Van Eck Global, the New York-based money management firm known for its natural resources investment strategies, filed paperwork with the Securities and Exchange Commission to market an equities ETF focused on small-cap Indonesian stocks that would add to an existing Van Eck Indonesia fund.
The Market Vectors Indonesia Small-Cap ETF will join the already-existing Indonesia Index ETF (NYSEArca: IDX) and the iShares Investible Market Index Fund (NYSEArca: EIDO).
The proposed Van Eck fund will also compete with ETFs Rye Brook, N.Y.-based IndexIQ has in the works—IQ Asian Tigers ETF; the IQ Asian Tigers Consumer ETF; and the IQ Asian Tigers Small Cap ETF—that will include Indonesia in their respective investment strategies. Index IQ defines “Asian Tigers” as Indonesia, Malaysia, the Philippines, South Korea, Taiwan, Thailand and Vietnam.
Investing in Indonesia and other Asian countries is in many ways an indirect play on China, as many up-and-coming countries in the region are pumping out products aimed at the Chinese market. That said, small-cap companies are more associated with demand in domestic markets, and Van Eck’s planned ETF no doubt is targeting consumer-related companies in the world’s most populous Muslim nation.

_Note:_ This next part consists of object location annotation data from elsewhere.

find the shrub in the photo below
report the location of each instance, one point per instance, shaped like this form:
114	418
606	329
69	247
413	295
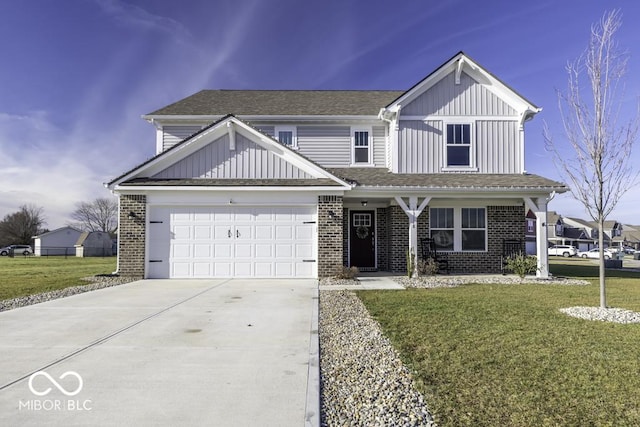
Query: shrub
522	265
348	273
427	267
410	261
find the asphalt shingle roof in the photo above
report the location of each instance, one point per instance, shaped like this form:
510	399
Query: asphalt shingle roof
207	182
281	102
381	177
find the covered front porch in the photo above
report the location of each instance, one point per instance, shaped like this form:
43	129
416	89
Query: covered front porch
380	231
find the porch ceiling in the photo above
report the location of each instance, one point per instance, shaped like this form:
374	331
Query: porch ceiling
381	178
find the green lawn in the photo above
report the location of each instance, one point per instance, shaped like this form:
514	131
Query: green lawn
499	355
22	276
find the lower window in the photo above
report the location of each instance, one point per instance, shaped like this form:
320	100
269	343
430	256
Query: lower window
458	229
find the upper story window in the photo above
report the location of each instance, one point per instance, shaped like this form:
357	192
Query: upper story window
361	146
287	136
460	153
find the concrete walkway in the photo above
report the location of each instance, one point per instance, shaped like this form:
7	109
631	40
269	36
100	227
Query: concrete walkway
165	352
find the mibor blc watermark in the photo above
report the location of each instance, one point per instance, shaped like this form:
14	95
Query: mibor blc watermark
49	400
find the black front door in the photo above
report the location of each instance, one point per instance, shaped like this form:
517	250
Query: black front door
362	250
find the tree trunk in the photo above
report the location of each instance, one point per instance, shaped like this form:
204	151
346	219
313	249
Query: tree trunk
603	296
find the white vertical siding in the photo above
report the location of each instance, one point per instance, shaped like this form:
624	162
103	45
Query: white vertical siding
216	160
469	98
329	146
171	135
379	146
498	147
420	146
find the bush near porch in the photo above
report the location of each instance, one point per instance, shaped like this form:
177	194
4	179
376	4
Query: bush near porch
487	355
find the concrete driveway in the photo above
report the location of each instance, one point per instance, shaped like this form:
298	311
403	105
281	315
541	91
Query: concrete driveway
164	352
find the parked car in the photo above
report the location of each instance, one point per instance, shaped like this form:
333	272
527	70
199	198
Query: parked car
595	253
17	249
563	250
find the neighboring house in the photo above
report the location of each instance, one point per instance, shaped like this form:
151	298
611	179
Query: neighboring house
270	183
57	242
94	243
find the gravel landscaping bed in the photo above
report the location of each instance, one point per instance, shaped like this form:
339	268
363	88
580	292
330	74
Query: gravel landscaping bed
451	281
363	381
96	282
616	315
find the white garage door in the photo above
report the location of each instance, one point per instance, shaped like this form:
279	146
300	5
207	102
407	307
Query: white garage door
204	242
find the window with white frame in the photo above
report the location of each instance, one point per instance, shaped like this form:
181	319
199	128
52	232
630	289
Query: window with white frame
458	229
442	228
474	229
459	152
286	135
361	146
531	226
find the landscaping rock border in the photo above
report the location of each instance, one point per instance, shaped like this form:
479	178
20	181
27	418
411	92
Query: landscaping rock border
363	380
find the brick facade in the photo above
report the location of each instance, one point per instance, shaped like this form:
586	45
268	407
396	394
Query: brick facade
382	239
131	235
330	237
503	222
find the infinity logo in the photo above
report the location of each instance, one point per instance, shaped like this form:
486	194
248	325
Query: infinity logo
55	383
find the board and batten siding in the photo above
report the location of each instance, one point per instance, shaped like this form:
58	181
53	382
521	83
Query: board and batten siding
498	149
217	160
422	146
379	146
469	98
171	135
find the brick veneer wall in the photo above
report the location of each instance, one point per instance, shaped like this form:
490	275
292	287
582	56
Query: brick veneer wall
382	238
131	235
330	239
345	236
503	222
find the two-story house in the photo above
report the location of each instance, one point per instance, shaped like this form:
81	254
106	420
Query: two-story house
288	183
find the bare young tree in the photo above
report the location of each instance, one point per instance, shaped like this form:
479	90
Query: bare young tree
99	215
19	227
598	164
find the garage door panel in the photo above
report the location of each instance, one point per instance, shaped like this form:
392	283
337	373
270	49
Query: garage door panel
264	232
224	251
202	232
284	232
222	232
243	269
233	241
181	250
284	269
284	250
243	250
264	269
304	251
264	251
181	232
202	251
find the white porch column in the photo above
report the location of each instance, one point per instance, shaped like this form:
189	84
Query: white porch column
413	211
539	208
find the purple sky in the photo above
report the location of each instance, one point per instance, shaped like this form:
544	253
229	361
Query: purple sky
78	74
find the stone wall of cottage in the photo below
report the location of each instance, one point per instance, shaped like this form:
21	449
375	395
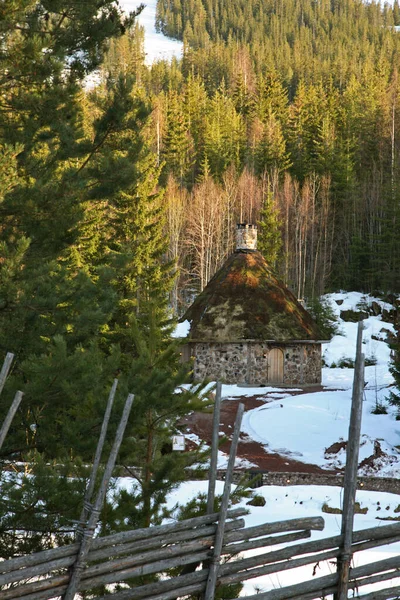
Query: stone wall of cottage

The new Van Eck fund will normally invest 80 percent of its assets in securities that are part of the ETF’s benchmark, the proprietary Market Vectors Indonesia Small-Cap Index, the filing said. Under the fund’s rules-based methodology, a given company is considered Indonesian if it is based there; listed on an exchange there; or generates at least 50 percent of its revenues in Indonesia, according to the paperwork.
Van Eck didn’t say in the filing what the annual expense ratio of its new ETF would be, nor what its ticker symbol might be.
Van Eck’s existing Indonesia ETF, “IDX,” and iShares’ “EIDO” have expense ratios of 0.60 percent and 0.61 percent, respectively.